I used to update a very large table using UPDATE queries, but they were taking too long to execute. To improve performance, I switched to using the CREATE TABLE approach and adding indexes to update the table. This approach has significantly increased my query execution speed, but I want to understand its scalability and limitations.
Server Specifications:
- PostgreSQL version: 15.6
- RAM: 32 GB
- Cores: 16
- Disk Space: SSD 250 GB (50% free)
- OS: Linux Ubuntu 22.04
PostgreSQL Configuration:
max_connections = 200
shared_buffers = 8GB
effective_cache_size = 24GB
maintenance_work_mem = 2GB
checkpoint_completion_target = 0.9
wal_buffers = 16MB
default_statistics_target = 100
random_page_cost = 1.1
effective_io_concurrency = 200
work_mem = 5242kB
huge_pages = try
min_wal_size = 1GB
max_wal_size = 4GB
max_worker_processes = 16
max_parallel_workers_per_gather = 4
max_parallel_workers = 16
max_parallel_maintenance_workers = 4
Table Details:
| Table Name | Row Count | Size |
|---|---|---|
| source_switchdata_tmp_details | 60 Million | 30 GB |
| source_npcidata_tmp_details | 60 Million | 30 GB |
| source_aepscbsdata_tmp_details | 60 Million | 30 GB |
Query:
BEGIN;
ALTER TABLE source_switchdata_tmp_details RENAME TO source_switchdata_tmp_details_og;
CREATE TABLE source_switchdata_tmp_details AS
SELECT DISTINCT ON (A.uniqueid) A.transactiondate,
A.cycles,
A.transactionamount,
A.bcid,
A.bcname,
A.username,
A.terminalid,
A.uidauthcode,
A.itc,
A.transactiondetails,
A.deststan,
A.sourcestan,
A.hostresponsecode,
A.institutionid,
A.acquirer,
A.bcrefid,
A.cardno,
A.rrn,
A.transactiontype,
A.filename,
A.cardnotrim,
A.uniqueid,
A.transactiondatetime,
A.transactionstatus,
A.overall_probable_status,
A.recon_created_date,
A.priority_no,
A.recon_key_priority_1_1_to_2,
A.recon_key_priority_1_1_to_3,
A.recon_key_priority_2_1_to_2,
A.recon_key_priority_2_1_to_3,
A.process_status,
A.reconciliation_date_time,
CURRENT_TIMESTAMP AS recon_updated_date,
CASE
WHEN C.recon_key_priority_1_2_to_1 IS NOT NULL THEN 'Reconciled'
ELSE 'Not Reconciled'
END AS recon_status_1_to_2,
CASE
WHEN D.recon_key_priority_1_3_to_1 IS NOT NULL THEN 'Reconciled'
WHEN D.recon_key_priority_2_3_to_1 IS NOT NULL THEN 'Reconciled'
ELSE 'Not Reconciled'
END AS recon_status_1_to_3,
CASE
WHEN (C.recon_key_priority_1_2_to_1 IS NOT NULL AND D.recon_key_priority_1_3_to_1 IS NOT NULL) THEN 'Reconciled'
WHEN (D.recon_key_priority_2_3_to_1 IS NOT NULL) THEN 'Reconciled'
ELSE 'Not Reconciled'
END AS overall_recon_status
FROM source_switchdata_tmp_details_og A
LEFT JOIN source_aepscbsdata_tmp_details C ON (A.recon_key_priority_1_1_to_2 = C.recon_key_priority_1_2_to_1)

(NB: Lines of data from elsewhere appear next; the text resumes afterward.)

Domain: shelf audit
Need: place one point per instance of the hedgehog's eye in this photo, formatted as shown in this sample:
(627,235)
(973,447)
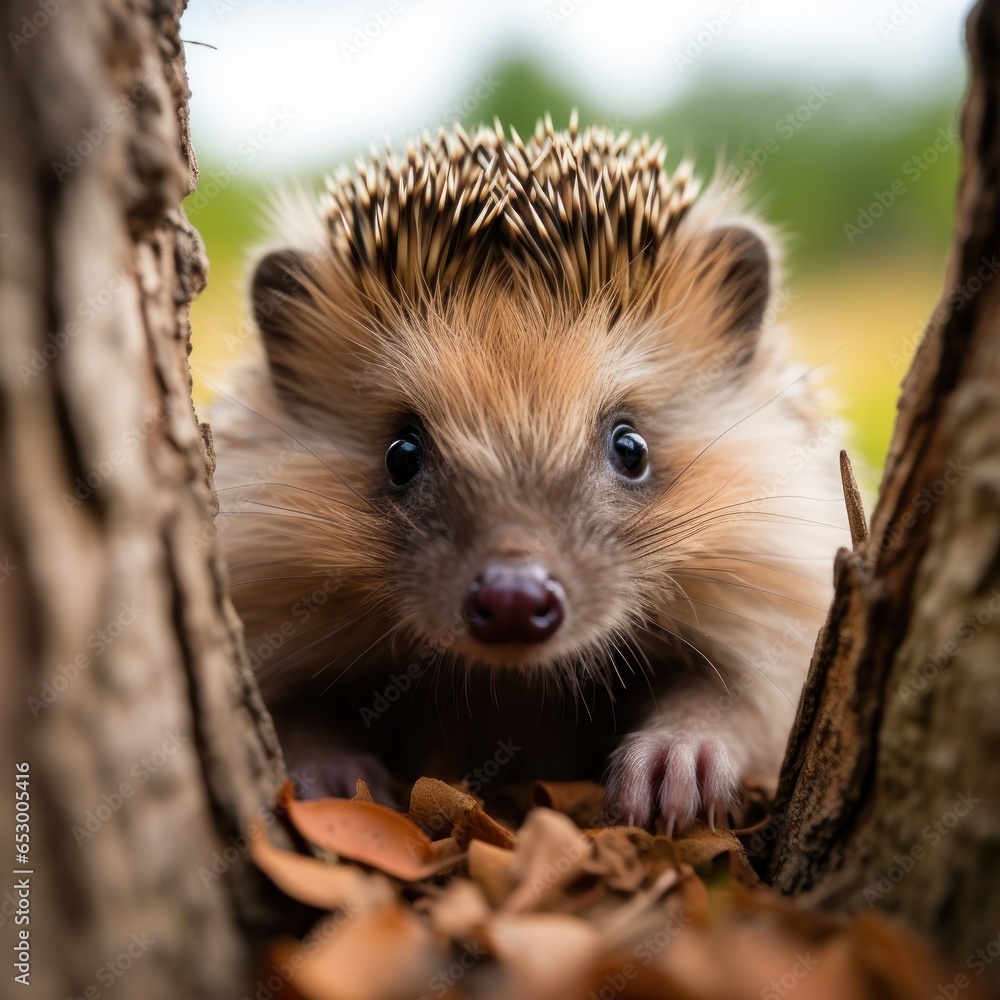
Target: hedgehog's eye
(628,453)
(405,458)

LEFT JOIN source_npcidata_tmp_details D
ON (A.recon_key_priority_1_1_to_3 = D.recon_key_priority_1_3_to_1)
OR (A.recon_key_priority_2_1_to_3 = D.recon_key_priority_2_3_to_1);
DROP TABLE source_switchdata_tmp_details_og;
COMMIT;
Unique Constraints and Indexes:
A.uniqueid = Primary key and Index
A.recon_key_priority_1_1_to_3 = Index
A.recon_key_priority_1_1_to_2 = Index
D.recon_key_priority_1_3_to_1 = Index
A.recon_key_priority_2_1_to_3 = Index
D.recon_key_priority_2_3_to_1 = Index
Questions:
- Currently, I am running the above query for 180 million rows (60M + 60M + 60M). In the future, I may need to run this query for 1 billion rows. Will this approach be scalable for 1 billion rows? We can increase the server specifications if needed, but will this approach be feasible? Essentially, if I were to recreate the table for 300 million rows or even 1 billion rows, will it be practical?
- My team suggests updating the data in chunks of 1 million rows. Is this approach better than the current one?
- The query currently takes around 20 minutes, which is acceptable. If the data size increases, what bottlenecks, such as I/O bottlenecks, should I be aware of to ensure the query time scales proportionally without getting stuck?
- What are the limitations of the current approach? And what can I do to avoid such limitations?
Any insights or optimizations would be greatly appreciated. Thank you!